Oxford Canada West

Defunct pre-Confederation electoral district
- Legislature: Legislative Assembly of the Province of Canada
- District created: 1841
- District abolished: 1867
- First contested: 1841
- Last contested: 1863

= Oxford (Province of Canada electoral district) =

Province of Canada electoral district

Oxford was an electoral district of the Legislative Assembly of the Parliament of the Province of Canada, in Canada West (now Ontario). It was created in 1841, upon the establishment of the Province of Canada by the union of Upper Canada and Lower Canada. Oxford was represented by one member in the Legislative Assembly. It was split into two ridings in the redistribution of 1853.

== Boundaries ==

Oxford electoral district was based on Oxford County, west of what is now Toronto and inland from Lake Erie, on the Ontario Peninsula. Woodstock was the county seat and major centre.

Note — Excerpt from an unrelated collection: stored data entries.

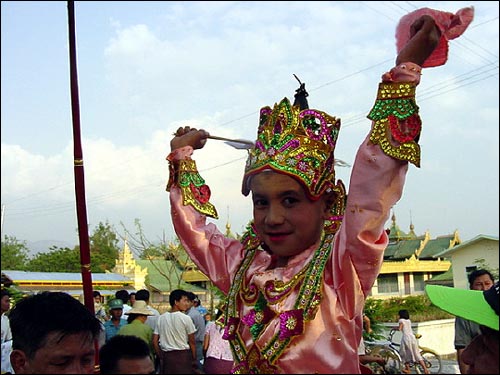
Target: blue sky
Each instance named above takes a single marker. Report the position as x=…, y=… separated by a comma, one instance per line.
x=146, y=68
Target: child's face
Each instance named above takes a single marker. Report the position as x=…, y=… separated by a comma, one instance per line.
x=285, y=218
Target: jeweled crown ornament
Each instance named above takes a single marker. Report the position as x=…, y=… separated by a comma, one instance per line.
x=297, y=141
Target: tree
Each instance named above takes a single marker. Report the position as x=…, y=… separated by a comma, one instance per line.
x=56, y=260
x=15, y=255
x=103, y=248
x=174, y=253
x=103, y=253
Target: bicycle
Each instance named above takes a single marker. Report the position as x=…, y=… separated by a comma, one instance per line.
x=431, y=358
x=390, y=354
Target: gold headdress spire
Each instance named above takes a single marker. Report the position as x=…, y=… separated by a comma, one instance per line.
x=297, y=141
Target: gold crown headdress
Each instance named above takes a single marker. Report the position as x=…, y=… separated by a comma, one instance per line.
x=297, y=141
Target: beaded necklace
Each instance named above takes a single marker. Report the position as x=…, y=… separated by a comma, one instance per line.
x=310, y=280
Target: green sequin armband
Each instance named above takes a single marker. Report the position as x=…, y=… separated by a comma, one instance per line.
x=397, y=124
x=194, y=191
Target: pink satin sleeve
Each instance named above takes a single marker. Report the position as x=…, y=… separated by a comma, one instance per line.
x=216, y=255
x=330, y=342
x=375, y=186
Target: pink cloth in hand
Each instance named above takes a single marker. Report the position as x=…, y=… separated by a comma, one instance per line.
x=451, y=26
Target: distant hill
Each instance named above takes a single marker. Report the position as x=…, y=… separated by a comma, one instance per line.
x=45, y=245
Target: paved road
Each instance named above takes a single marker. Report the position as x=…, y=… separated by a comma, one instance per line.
x=449, y=367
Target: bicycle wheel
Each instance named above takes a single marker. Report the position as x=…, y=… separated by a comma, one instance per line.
x=432, y=361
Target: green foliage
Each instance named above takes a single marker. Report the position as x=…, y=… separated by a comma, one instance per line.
x=103, y=248
x=386, y=310
x=56, y=260
x=15, y=254
x=167, y=259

The Union Act, 1840 had merged the two provinces of Upper Canada and Lower Canada into the Province of Canada, with a single Parliament. The separate parliaments of Lower Canada and Upper Canada were abolished. However, the Union Act provided that the pre-existing electoral boundaries of Upper Canada would continue to be used in the new Parliament, unless altered by the Union Act itself.

Oxford County had been an electoral district in the Legislative Assembly of Upper Canada. Its boundaries were not altered by the Union Act. Those boundaries had originally been set by a statute of Upper Canada in 1798:

That the townships of Burford, Norwich, Dereham, Oxford upon the Thames, Blandford and Blenheim, do constitute and form the County of Oxford.

Since Oxford electoral district was not changed by the Union Act, those boundaries continued to be used for the new electoral district. Oxford was represented by one member in the Legislative Assembly.

== Members of the Legislative Assembly ==

Oxford was represented by one member in the Legislative Assembly. The following were the members for Oxford.

| Parliament | Years | Members |  | Party |
|---|---|---|---|---|
| 1st Parliament 1841–1844 | 1841–1844 |  | Francis Hincks | Unionist; Ultra Reformer |

== Abolition ==

Oxford electoral district was split into two separate ridings in the redistribution of 1853: Oxford North and Oxford South.